There are many cool things that parents can do with their children using smartphones – one of them is Phoneography – the capturing and editing of photos with a phone. In this 3 Question Interview, we introduce the OlloClip – a tiny camera lens that connects to a mobile device and helps capture unique perspectives of our world. When I talk about the potential of this little gadget with parents and educators, I usually go straight to a Bea Leiderman’s work, which is full of inspirational images that engage the curiosity and wonder that can be found in nature. Bea’s work has been shared in a number of her digital books that are available on iTunes. I asked her to provide some advice on Phoneography and how we might use this activity to engage creative thinking skills at home.

How do you take such awesome photos with a device like the iPhone?  

The iPhone has a very powerful camera. I started taking photos with the iPhone 4. Now I’m using an iPhone 6 and I can see the difference when I look through my iPhone library. Each new iPhone has produced crisper images with better color reproduction. But, my macro shots do have outside help. I use the Olloclip lens, and I have also gone through a series of those. 
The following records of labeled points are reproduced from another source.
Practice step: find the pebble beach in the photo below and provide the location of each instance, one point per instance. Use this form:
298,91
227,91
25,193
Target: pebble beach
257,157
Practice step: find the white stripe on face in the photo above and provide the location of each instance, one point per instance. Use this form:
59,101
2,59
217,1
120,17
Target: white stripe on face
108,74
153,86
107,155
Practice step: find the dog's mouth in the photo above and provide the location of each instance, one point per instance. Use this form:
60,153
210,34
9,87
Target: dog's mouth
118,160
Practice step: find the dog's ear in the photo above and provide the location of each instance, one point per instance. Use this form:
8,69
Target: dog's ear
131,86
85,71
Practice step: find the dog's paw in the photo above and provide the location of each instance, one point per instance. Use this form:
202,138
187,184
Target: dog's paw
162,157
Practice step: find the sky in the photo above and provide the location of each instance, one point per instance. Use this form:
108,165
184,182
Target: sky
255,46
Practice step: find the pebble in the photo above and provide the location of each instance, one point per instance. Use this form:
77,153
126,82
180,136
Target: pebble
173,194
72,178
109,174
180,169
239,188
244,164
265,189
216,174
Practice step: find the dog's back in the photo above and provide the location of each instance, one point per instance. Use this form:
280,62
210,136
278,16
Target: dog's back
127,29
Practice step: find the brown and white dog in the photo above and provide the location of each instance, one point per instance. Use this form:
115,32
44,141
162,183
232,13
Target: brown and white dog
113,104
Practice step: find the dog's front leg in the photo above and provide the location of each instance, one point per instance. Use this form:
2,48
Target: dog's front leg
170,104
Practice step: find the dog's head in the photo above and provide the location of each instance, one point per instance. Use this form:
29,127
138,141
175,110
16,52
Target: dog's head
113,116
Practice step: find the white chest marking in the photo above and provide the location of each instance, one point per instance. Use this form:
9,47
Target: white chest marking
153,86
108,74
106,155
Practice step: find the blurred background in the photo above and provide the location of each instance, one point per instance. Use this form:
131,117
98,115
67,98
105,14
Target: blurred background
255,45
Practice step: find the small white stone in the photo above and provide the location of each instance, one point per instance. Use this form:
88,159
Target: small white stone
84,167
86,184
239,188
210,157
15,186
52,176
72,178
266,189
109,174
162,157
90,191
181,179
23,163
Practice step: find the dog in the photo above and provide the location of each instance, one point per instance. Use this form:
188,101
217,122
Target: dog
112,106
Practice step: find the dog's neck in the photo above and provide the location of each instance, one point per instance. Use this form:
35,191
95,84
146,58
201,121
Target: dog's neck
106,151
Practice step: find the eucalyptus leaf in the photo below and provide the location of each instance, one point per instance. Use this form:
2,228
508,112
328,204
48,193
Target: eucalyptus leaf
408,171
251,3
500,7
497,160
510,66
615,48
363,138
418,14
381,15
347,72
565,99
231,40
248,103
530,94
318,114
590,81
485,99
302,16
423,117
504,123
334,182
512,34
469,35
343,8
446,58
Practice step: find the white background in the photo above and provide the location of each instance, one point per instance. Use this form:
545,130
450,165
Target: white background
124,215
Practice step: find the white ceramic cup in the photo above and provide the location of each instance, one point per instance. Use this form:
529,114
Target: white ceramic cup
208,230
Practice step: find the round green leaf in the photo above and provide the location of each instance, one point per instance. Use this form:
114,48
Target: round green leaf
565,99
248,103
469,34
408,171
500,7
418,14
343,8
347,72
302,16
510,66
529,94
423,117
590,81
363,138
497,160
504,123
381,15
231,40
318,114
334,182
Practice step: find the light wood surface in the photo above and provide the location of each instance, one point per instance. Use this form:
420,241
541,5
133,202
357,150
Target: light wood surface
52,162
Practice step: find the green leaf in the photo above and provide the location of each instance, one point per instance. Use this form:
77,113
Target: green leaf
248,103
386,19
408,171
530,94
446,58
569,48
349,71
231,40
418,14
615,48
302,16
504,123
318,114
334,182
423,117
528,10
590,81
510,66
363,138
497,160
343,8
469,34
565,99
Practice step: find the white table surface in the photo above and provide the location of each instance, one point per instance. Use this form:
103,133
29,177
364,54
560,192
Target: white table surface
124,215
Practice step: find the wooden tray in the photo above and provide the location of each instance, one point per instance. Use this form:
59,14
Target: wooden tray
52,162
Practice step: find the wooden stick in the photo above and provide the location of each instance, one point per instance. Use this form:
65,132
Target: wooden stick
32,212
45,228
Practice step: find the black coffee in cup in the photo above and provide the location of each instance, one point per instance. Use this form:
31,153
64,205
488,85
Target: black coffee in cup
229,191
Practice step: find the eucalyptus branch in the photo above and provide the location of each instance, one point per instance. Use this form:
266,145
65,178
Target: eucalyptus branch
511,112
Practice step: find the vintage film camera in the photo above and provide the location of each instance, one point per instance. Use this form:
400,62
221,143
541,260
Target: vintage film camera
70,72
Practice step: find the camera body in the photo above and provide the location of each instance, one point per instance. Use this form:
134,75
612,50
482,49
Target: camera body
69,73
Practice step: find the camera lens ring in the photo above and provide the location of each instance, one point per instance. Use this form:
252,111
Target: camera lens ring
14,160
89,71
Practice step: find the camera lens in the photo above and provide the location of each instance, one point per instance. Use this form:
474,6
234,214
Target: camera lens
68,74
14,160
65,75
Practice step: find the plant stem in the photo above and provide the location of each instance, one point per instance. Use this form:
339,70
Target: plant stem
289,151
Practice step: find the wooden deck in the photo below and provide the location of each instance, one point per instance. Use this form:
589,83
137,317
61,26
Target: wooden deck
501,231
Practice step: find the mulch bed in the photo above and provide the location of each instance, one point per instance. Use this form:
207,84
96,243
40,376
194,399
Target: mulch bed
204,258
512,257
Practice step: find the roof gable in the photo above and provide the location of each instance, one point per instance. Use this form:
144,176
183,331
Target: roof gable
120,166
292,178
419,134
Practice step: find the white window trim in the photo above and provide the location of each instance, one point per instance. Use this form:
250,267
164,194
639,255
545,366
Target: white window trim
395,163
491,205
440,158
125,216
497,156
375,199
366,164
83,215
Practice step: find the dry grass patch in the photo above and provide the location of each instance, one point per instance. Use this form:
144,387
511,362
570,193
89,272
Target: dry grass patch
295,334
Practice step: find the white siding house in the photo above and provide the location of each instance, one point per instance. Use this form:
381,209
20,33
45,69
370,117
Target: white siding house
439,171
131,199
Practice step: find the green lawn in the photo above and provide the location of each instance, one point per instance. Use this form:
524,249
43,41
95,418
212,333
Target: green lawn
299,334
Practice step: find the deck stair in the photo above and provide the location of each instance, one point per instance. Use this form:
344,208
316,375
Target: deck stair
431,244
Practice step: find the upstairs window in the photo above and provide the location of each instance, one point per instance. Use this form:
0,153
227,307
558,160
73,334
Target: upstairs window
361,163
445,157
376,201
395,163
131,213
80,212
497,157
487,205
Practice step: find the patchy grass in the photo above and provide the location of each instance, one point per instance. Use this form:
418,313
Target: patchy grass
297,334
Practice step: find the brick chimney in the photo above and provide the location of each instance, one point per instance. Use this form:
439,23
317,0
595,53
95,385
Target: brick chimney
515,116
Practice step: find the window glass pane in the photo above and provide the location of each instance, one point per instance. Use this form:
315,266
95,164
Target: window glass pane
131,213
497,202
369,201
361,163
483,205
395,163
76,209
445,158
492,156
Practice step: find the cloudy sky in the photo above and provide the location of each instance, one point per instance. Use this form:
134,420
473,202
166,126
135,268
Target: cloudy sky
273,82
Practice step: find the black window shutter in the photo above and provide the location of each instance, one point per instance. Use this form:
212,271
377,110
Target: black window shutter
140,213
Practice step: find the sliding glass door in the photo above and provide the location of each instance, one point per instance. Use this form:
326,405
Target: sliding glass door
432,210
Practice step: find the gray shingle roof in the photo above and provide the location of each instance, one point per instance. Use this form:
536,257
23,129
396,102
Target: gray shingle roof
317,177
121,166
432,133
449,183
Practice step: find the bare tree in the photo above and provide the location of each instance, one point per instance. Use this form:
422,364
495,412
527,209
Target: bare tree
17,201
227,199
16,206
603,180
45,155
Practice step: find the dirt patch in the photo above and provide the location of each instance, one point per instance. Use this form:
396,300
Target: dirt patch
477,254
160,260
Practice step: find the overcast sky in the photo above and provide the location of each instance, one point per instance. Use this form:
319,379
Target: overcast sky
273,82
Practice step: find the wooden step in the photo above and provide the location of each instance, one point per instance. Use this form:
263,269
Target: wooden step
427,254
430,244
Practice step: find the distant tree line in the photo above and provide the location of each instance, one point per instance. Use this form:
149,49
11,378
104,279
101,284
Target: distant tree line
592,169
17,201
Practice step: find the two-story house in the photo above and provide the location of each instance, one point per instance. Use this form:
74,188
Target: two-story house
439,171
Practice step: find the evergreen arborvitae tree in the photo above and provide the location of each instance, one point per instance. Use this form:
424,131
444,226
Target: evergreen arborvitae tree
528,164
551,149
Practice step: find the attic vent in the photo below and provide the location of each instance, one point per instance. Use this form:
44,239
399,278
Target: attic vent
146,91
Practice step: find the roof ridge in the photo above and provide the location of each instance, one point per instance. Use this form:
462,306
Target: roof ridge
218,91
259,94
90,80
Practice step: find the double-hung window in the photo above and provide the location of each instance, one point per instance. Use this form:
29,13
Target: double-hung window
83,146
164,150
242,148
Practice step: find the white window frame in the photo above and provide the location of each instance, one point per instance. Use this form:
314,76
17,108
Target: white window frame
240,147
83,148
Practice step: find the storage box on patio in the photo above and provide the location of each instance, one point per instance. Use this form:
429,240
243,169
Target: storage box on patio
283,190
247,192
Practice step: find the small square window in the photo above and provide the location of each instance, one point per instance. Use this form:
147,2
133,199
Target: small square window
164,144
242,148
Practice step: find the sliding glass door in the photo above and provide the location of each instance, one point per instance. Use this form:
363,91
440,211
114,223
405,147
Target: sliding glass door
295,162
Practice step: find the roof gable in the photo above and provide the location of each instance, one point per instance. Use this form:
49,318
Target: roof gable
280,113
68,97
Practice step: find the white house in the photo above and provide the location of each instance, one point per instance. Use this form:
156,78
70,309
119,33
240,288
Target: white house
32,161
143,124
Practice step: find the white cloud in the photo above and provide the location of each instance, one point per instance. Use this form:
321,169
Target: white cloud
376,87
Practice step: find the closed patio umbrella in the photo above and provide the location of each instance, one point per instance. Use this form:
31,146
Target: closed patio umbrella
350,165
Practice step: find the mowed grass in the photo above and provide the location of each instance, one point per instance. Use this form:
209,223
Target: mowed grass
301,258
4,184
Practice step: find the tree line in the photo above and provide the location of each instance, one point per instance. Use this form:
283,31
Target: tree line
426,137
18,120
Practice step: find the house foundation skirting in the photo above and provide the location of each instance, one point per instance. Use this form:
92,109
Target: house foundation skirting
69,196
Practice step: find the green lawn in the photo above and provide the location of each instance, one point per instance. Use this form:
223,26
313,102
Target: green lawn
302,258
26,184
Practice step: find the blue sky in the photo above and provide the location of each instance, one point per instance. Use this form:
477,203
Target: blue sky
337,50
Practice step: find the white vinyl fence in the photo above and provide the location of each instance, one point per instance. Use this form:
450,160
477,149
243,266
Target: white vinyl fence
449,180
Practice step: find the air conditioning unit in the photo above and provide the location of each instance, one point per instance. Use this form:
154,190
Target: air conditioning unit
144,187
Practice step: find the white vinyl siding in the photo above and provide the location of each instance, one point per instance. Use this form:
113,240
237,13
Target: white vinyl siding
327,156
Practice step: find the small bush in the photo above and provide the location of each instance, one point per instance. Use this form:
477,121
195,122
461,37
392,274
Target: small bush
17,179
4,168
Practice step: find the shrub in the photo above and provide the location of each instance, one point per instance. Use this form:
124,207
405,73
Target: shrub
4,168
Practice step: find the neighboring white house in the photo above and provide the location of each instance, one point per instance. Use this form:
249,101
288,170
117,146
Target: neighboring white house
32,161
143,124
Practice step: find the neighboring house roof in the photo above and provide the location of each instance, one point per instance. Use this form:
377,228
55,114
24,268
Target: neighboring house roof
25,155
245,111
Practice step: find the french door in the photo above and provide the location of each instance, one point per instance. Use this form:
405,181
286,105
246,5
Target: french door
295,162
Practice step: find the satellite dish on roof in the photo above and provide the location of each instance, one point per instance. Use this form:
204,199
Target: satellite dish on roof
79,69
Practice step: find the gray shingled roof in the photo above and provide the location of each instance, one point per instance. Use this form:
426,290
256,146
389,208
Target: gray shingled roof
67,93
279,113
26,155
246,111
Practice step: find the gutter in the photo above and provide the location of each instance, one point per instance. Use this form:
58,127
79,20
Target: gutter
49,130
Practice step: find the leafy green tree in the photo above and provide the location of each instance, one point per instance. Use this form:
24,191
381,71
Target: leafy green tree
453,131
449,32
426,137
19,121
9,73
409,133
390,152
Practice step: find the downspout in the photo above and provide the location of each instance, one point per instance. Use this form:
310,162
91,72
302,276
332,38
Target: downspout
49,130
It takes lots of patience to get macro shots in focus with the iPhone and the Olloclip. I have to get very close to the bugs. So, I have to employ one of two strategies with the fast ones. I either move faster than they do, or I wait and wait and wait until they get used to me and let me get close enough. Keep in mind that I have to get my lens about an inch away from my bug or everything will be blurry.

I find the best times to photograph bugs are early morning and close to sunset. The light is soft enough that it does not glare off wings, eyes, or shells.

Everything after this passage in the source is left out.